The Laughter Yoga Method
A
Laughter Yoga session consists of a series of simple and gentle exercises
that are easier to practice in a group.
While a lot of creative input is left to the person leading the session,
there is a reference structure that most people follow:
1. We clap in rhythm while chanting "ho ho, ha ha ha"
2. We breathe deeply
3. We laugh
4. We play
There is no typical length to a laughter session. Some last 10 minutes
due to time constraints. Some last 45 minutes or more. Our personal experience
is that 30 minutes for the main part of the session (standing up) is a
good duration for healthy adults (less for seniors).
The pace and content of any session is adapted to suit the needs and
requirements of the group participating. Gentle physical movements are
sometimes built in.
If time and location allow, the last part of a laughter yoga session
is called "laughter meditation" and usually lasts about 5 to
10 minutes. This is where the group members sit on the floor (or on a
chair if the latter is not possible) in silence for a few minutes, and
simulate laughing one last time until a deep and natural laughter starts
flowing like a fountain (seeing is believing!). No words are spoken. Sitting
allows the diaphragm to relax as the muscles of the lower body relax their
grip on to it and makes this process extremely easy (the diaphragm is
the muscle you use to laugh - the looser it is, the more you will laugh).

1. Clap in rhythm while chanting
"ho ho, ha ha ha"
This is different from regular clapping. Here you keep your palms in
front of you facing one another, and aim to have full contact - fingers
hit opposite fingers. This warm-up exercise stimulates acupressure points
on the palms and improves blood circulation in the whole body. It helps
to bring about a sense of well-being and builds energy levels.
Basic Movement
Chant Ho Ho, Ha Ha Ha in rhythm as you clap (slow slow, fast fast fast),
swinging your hands back and forth from left to right. Let the sound
seemingly come from the navel, so as to feel the movement of abdominal
muscles.
Put on a smile while chanting Ho Ho Ha Ha Ha, keep moving and meeting
different people and maintain eye contact. Smooth movements and enthusiastic
clapping will help to build up good energy levels.
Variations
Chant Ho-Ho, Ha-Ha-Ha while rhythmically clapping your hands to someone
else's hands. It is a safe and fun way to “break the ice”.
A common way to do this would be to face a person, look him or her in
the eye, clap 1-2 (ho ho) each on your own, and then 1-2-3 (ha ha ha)
together. Seniors and people with poor coordination may find this rhythm
difficult. If so, reverse it: first you clap together 1-2 (ho ho) and
then on your own 1-2-3 (ha ha ha).
Clap your hands 1-2 (ho ho) and then tap your chest (or abdomen, or
thigh) 1-2-3 (ha ha ha). You can of course try the same thing in the
reverse order (chest first 1-2, then hands 1-2-3). In time, play with
this variation by tapping the right side of your body with your left
hand, and the left side of your body with your right hand. Play further
by first tapping your opposite shoulders (ho ho), then your hands twice
(ha ha) then your opposite thighs once (ha). First slow, then faster,
then as fast as you can.
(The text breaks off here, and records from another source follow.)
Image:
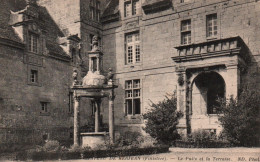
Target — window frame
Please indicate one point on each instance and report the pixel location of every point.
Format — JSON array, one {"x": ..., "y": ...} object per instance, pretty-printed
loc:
[
  {"x": 71, "y": 103},
  {"x": 185, "y": 33},
  {"x": 135, "y": 45},
  {"x": 133, "y": 98},
  {"x": 33, "y": 42},
  {"x": 44, "y": 107},
  {"x": 34, "y": 76},
  {"x": 134, "y": 7},
  {"x": 213, "y": 18}
]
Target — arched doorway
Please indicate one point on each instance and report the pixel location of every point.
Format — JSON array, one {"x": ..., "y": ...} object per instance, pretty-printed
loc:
[{"x": 207, "y": 87}]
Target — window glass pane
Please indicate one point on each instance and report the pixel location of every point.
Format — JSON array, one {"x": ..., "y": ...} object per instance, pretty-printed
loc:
[
  {"x": 129, "y": 84},
  {"x": 137, "y": 106},
  {"x": 129, "y": 38},
  {"x": 130, "y": 54},
  {"x": 127, "y": 9},
  {"x": 186, "y": 37},
  {"x": 137, "y": 37},
  {"x": 136, "y": 7},
  {"x": 129, "y": 107},
  {"x": 185, "y": 25},
  {"x": 129, "y": 94},
  {"x": 137, "y": 93},
  {"x": 136, "y": 83},
  {"x": 212, "y": 25},
  {"x": 137, "y": 53},
  {"x": 33, "y": 76}
]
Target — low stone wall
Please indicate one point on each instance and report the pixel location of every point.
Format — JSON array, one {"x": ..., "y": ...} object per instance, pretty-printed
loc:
[
  {"x": 18, "y": 139},
  {"x": 41, "y": 156}
]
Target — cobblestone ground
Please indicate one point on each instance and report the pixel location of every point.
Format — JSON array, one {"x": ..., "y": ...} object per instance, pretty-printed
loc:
[{"x": 190, "y": 155}]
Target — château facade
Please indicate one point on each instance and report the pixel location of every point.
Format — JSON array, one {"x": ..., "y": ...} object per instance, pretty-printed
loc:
[{"x": 198, "y": 50}]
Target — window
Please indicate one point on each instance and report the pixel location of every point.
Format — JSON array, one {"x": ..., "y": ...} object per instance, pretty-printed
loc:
[
  {"x": 71, "y": 102},
  {"x": 73, "y": 55},
  {"x": 133, "y": 54},
  {"x": 184, "y": 1},
  {"x": 43, "y": 106},
  {"x": 132, "y": 97},
  {"x": 186, "y": 32},
  {"x": 33, "y": 42},
  {"x": 212, "y": 26},
  {"x": 132, "y": 7},
  {"x": 34, "y": 76},
  {"x": 95, "y": 10}
]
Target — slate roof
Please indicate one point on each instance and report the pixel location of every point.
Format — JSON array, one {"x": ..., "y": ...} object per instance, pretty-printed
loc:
[
  {"x": 6, "y": 31},
  {"x": 46, "y": 23},
  {"x": 111, "y": 12}
]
This is so playful that it invariably triggers
a lot of laughter.
Clap in your hands 1-2 (ho ho) and then swing your hips from left to
right 1-2-3 (cha cha cha) as if you were dancing the cha cha.
For many more individual and group variations for this first clapping
exercise please refer to "From
Zero To Laughter In 0.5 Seconds".

2. Breathing
This exercise helps to bring about both physical and mental relaxation.
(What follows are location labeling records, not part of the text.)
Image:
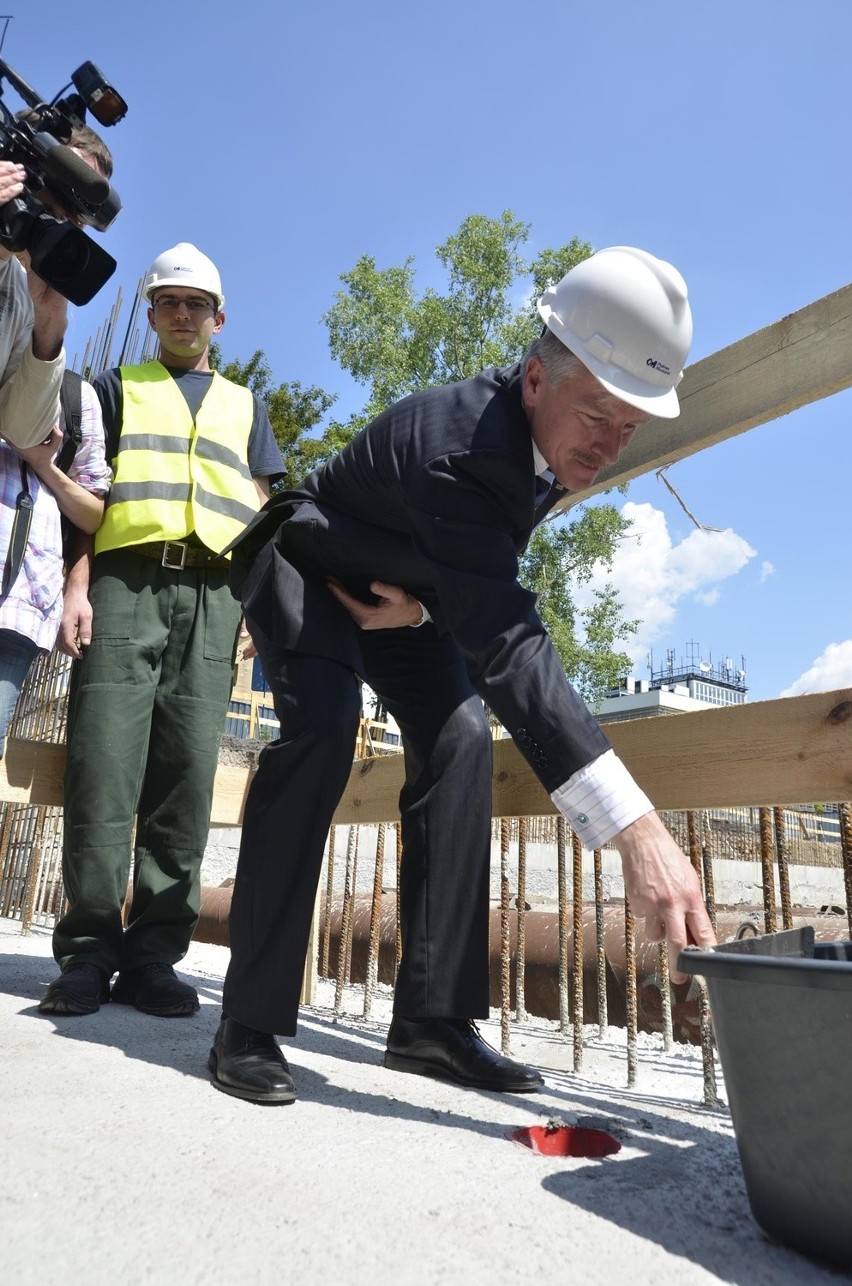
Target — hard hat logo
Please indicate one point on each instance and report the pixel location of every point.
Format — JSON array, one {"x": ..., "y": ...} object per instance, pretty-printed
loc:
[
  {"x": 616, "y": 307},
  {"x": 184, "y": 265}
]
It provides a break and helps avoid exertion and tiredness.
Basic Movement
Breathe in as long as you lift your arms up (it does not matter how
far up you go), and breathe out as long as your arms are going down
(link your breath with your movements: one breath, one move). Whether
your movement is fast or slow, small or large is up to you. You can
breathe through your mouth or through your nose. The goal is to consciously
deepen your breath while staying within your comfortable range of motion.
Whether you breathe through the mouth or through the nose is not important
at this point. Do what is comfortable for you.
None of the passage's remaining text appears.